Kasus Jual Beli Vaksin Ilegal di Medan, Dokter Indra Divonis 2 Tahun 8 Bulan Penjara
“Terdawa terbukti secara sah dan menyakinkan melakukan tindak pidana korupsi yang dilakukan secara berlanjut,” katanya.
Putusan ini lebih rendah dari tuntutan JPU Hendrik Sipahutar yakni 4 tahun penjara dan denda Rp100 juta subsider 3 bulan kurungan. Atas putusan ini, terdakwa maupun JPU masih mempertimbangkan untuk banding.

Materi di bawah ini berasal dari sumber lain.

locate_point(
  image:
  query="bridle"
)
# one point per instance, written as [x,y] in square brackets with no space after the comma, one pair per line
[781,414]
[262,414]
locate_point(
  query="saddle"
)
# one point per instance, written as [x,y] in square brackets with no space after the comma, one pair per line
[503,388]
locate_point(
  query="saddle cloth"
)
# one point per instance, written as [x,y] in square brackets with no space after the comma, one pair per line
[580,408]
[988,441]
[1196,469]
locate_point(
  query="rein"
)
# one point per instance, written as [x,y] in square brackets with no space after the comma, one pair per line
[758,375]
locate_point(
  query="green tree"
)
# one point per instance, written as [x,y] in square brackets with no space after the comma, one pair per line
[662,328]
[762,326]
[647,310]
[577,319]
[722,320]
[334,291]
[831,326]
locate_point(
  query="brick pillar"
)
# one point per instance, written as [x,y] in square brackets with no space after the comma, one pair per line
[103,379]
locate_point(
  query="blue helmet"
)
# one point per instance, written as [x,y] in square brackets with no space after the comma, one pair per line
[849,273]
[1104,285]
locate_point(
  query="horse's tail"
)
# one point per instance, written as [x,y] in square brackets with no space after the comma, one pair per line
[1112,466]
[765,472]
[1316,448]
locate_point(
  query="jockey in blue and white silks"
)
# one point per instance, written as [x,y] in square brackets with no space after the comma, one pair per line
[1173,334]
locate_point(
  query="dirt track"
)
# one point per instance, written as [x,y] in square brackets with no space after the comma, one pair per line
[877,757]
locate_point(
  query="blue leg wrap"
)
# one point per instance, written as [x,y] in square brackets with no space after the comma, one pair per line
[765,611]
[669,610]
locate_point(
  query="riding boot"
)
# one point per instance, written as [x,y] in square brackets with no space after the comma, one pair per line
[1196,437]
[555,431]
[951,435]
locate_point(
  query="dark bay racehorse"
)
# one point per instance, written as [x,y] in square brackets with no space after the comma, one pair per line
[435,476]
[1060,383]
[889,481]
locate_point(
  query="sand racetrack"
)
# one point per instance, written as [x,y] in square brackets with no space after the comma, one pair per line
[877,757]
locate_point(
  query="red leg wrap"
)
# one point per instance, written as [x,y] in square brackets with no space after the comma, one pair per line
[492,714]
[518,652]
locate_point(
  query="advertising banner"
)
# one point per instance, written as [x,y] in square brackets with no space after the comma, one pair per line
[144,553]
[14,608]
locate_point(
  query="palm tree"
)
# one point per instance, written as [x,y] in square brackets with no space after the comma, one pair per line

Selain Indra Wirawan, dalam kasus ini terdapat tiga tersangka lainnya, yakni Kristinus Saragih dokter di Dinas Kesehatan Sumut, Suhadi ASN Dinas Kesehatan Sumut dan Selviwaty yang merupakan seorang agen properti.
Kasus ini bermula saat terdakwa Selviwaty menghubungi Kristinus Saragih meminta agar rekan-rekannya dibantu untuk mendapatkan vaksinasi Covid-19.
Awalnya terdakwa Kristinus menolak, kemudian karena disepakati ada pemberian uang sebesar Rp250.000 per sekali penyuntikan vaksin, dia pun menyanggupinya.